6.İnanç: Lider olmak için sağlam bir inanç taşımalısınız. Hırslı olmalısınız. Tutkunuz olmalı. Bir şeyi yapmayı içtenlikle istemelisiniz. Elinizdeki ateş topunu nasıl ölçersiniz ? … Başkanlarının izin ve çalışma günlerini örnekleyen yazar sözlerini şöyle sürdürür “Pek çok insan bu kadar az çalışıyorsa ve gösterecek haklı bir gerekçesi yoksa işten kovulması gerekir. Ne var ki milletin temsilcileri bunca tembellikleri yanında maaşlarının artırılması için oylama yapmaya zaman ayırdı. Buna liderlik denemez (C6:Conviction > MC: Bizimkilere baktığımda bu açıdan çok hamarat olduklarını görürüz. Yeter ki bugünün saraylısından küçük bir sinyale gönderilmiş olsun. Sabahlara kadar tereddütsüz “evet”lerini topluca kullanmak için uykusuz gecelere razı olurlar. Liderlerinin ve onların liderlerine inançları tamdır. Sorgulamazlar. Gösterilen hedefe eksiksiz erişirler. Bravo demek gerek onlara. Bu beraberliğin gücü inançlarından değil, öndekinin sergilediği inanca uyumla sadakat göstermektir).

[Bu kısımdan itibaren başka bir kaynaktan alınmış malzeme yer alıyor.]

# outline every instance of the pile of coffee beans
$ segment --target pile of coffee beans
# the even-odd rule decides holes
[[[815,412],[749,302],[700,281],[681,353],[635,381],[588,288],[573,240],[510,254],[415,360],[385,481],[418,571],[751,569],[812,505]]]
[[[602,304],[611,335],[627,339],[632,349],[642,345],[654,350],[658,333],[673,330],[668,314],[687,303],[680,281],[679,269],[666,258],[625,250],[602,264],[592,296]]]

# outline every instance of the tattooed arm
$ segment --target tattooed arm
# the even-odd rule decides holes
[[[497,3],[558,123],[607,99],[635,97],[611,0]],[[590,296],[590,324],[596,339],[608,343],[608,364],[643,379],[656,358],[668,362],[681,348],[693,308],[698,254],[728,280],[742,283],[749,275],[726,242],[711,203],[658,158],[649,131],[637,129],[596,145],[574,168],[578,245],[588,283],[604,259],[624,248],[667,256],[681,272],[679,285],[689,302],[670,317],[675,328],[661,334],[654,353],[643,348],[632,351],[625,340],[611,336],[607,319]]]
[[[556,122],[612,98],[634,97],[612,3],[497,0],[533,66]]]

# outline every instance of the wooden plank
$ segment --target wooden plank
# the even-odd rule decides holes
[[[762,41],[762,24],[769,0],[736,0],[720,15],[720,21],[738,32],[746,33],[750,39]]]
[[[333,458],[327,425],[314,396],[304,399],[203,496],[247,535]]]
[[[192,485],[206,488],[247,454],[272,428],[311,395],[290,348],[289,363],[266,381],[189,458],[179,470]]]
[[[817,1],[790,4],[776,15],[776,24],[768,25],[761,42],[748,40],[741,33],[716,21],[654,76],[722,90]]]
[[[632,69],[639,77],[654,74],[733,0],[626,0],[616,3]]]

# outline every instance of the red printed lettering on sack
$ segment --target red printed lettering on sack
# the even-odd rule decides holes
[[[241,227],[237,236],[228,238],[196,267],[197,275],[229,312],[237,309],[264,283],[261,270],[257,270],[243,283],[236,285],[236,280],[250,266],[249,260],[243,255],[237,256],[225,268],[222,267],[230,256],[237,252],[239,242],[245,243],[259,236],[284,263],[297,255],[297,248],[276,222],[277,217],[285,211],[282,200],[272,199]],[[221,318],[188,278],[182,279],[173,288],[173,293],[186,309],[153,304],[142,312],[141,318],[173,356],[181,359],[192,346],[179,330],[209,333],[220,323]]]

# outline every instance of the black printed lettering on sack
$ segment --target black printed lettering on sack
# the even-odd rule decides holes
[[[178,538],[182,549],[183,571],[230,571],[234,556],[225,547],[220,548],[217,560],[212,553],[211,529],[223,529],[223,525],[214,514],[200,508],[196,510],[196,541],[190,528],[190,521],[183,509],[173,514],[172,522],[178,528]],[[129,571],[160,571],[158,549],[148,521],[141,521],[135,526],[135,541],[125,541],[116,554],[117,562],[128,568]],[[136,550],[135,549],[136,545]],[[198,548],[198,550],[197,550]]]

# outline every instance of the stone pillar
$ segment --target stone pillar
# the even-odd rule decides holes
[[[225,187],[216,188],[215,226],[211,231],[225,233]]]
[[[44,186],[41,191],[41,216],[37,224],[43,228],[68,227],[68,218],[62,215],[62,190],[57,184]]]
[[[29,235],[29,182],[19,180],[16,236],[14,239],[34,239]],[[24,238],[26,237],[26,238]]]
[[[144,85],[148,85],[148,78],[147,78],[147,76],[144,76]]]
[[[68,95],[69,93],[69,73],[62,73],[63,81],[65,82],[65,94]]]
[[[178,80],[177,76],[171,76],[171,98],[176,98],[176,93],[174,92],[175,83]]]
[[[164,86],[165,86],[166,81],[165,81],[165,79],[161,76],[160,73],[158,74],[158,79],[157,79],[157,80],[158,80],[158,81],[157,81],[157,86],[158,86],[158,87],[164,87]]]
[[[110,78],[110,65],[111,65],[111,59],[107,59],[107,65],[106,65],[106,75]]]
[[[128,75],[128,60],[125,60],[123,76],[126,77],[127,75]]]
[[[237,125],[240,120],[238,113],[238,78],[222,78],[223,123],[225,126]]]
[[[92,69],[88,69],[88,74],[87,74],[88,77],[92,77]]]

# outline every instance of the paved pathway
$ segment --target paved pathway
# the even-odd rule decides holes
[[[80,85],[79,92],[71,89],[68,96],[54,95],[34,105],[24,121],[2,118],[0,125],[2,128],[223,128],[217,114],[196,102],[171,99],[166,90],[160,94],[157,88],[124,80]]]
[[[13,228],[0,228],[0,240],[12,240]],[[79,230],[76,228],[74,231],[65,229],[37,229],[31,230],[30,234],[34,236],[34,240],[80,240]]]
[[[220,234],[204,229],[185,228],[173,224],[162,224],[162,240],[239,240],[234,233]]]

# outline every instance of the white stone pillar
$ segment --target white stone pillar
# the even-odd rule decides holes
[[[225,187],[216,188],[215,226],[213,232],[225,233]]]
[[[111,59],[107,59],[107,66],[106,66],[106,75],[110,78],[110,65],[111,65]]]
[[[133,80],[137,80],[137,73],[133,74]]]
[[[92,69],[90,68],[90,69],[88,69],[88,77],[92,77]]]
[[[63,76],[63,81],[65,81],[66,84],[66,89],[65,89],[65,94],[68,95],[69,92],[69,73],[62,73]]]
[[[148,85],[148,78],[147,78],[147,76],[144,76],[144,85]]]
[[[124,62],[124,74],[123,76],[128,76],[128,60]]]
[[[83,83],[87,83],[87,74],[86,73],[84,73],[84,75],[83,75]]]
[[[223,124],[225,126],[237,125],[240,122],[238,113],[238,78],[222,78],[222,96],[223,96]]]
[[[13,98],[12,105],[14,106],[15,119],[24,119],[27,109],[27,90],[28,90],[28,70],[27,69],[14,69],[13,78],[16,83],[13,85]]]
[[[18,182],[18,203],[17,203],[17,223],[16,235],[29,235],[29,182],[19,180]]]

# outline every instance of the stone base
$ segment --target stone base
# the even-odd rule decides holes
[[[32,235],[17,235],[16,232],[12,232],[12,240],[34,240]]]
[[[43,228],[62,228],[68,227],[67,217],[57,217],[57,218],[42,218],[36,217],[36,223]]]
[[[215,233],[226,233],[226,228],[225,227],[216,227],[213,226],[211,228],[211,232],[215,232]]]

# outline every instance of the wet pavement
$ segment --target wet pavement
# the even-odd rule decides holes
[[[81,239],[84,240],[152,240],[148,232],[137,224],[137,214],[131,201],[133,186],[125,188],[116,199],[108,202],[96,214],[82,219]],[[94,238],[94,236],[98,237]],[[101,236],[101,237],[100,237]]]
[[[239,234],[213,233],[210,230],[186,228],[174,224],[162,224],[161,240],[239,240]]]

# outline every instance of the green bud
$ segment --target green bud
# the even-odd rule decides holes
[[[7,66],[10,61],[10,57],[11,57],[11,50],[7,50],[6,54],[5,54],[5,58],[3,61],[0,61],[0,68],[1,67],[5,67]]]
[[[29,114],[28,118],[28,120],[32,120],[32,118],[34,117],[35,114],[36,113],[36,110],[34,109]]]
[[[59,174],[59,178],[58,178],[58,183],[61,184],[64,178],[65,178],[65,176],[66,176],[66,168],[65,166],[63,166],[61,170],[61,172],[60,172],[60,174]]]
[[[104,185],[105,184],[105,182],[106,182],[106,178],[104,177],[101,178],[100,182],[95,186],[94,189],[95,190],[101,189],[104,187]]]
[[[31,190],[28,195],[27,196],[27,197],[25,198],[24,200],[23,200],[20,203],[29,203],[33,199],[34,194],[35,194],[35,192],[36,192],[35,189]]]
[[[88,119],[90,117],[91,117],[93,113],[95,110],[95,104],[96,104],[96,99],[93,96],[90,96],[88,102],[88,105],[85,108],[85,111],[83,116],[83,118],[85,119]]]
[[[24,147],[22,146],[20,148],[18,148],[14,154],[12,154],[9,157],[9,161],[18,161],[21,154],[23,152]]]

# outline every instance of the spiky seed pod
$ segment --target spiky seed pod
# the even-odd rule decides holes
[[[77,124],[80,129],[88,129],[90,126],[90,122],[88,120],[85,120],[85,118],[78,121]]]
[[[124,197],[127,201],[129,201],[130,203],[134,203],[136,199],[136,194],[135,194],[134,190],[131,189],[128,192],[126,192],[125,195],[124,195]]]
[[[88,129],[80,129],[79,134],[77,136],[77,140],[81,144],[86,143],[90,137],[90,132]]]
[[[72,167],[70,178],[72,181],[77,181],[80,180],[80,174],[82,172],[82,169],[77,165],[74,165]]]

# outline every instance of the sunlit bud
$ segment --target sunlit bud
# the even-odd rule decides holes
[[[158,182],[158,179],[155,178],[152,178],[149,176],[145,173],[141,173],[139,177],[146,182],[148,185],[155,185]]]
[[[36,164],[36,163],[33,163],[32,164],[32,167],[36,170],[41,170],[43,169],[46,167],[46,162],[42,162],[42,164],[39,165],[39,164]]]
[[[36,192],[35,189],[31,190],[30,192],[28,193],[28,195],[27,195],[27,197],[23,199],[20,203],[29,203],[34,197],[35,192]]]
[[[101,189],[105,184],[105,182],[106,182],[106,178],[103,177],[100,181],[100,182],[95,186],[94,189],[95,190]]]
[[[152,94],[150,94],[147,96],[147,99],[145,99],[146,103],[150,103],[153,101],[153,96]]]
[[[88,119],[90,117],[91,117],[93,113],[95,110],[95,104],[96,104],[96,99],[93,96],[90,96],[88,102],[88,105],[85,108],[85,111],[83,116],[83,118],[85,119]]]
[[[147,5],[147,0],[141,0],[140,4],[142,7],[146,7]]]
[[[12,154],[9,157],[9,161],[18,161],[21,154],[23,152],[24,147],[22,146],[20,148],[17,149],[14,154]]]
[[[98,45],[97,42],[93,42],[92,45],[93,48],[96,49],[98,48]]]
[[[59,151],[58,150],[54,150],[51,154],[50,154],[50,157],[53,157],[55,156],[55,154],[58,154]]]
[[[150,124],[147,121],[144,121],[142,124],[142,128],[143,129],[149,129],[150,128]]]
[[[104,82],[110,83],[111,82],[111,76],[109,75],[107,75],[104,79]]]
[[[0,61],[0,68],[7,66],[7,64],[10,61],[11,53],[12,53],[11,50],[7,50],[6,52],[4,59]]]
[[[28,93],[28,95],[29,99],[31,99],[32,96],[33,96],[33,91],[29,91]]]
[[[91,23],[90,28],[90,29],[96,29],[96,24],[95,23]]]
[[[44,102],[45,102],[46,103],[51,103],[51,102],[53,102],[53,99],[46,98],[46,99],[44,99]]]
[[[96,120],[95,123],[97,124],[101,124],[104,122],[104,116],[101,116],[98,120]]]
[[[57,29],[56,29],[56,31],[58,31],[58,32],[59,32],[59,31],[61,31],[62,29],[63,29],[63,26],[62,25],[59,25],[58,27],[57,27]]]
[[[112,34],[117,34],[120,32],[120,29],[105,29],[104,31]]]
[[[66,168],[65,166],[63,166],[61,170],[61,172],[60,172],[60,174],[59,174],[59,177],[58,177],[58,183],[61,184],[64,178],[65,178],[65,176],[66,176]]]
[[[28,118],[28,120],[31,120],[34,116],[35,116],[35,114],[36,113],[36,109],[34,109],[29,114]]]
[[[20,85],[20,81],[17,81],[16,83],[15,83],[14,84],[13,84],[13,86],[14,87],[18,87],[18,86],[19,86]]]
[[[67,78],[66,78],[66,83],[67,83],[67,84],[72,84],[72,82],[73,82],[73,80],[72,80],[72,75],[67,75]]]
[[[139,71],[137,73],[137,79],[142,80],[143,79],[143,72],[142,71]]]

7.Karizma: Lider karizma sahibi olmalıdır. Göz kamaştırıcı olmaktan söz etmiyorum. Karizma, insanların peşinizden gelmesini sağlayan bir niteliktir. “Esin verme” yeteneğidir. İnsanlar bir lideri ona “güvendikleri” için takip ederler (C7:Charisma > MC: İtiraf etmek gerekir ki bizimkinin yüzü hiç gülmese de insanları azarlayıp tekmeletse de güçlü bir karizması var. Bunu bir de hitabet gücüyle destekleyince yükselen bir karizma etkisi oluşuyor. Bu da yetmezmiş gibi kesinlikle “olumsuzu duymazdan gelme becerisi”ni her koşulda kullanmasıyla, hep gündem oluşturup hiç bir zaman dümen suyunda kalmamasıyla, dik duruşuyla karizmasını katlandırmıştır. Ne diyeli bu da beceriksiz Kemal’in şanssızlığı ya da bizim kadersizliğimiz. İyi olur inşallah).
8.Yetenek: Lider yetenekli olmalıdır. Ne yaptığınızı bilmelisiniz. Daha da önemlisi, etrafınızı ne yaptıklarını bilen insanlarla doldurmalısınız. Başkanımız (Bay Bush) yüksek lisanslı (MBA) olmakla övünüyor. Bu onu yetenekli yapar mı ? Tarihin en büyük bütçe açığı için, Sosyal Güvenlik Sistemi yaşam ünitesine bağlandığı için, savaşın maliyeti yarım trilyon dolara çıktığı için MBA li başkana teşekkür etmek gerekir (C8: Competent > MC: Yazar alaycı tavrıyla yetenek işini eğitim yolculuğundan soyutlamaktadır. Haklıdır da. Bugün bize baktığımda eskisinin imamlık deneyimine dayalı iş bitiriciliğinin yanında yeninin hocalığı (balondaki profesör benzeri) tıpkı yazarın tanımladığı durumun haklılığını gösteriyor. İnşallah bizimkinin bu görünen liderlik öğeleri çözüm sürecinin sonraki aşamalarında iyi niyetle işe yarar. Yoksa sarayın çok sayıdaki kapısı kaçmalarına yetmeyecektir. LIST (Libya Irak Suriye Türkiye)’e bakarsak “KESE (Kaddafi Esad Saddam Erdoğan)” nin ilk üçünün hali ortada. Ne Saddam, ne Kaddafi’nin kaçacak yeri olmadı. Umarım tarih tekerrür etmez. Yoksa halimiz harap. Allah hepimizi korusun).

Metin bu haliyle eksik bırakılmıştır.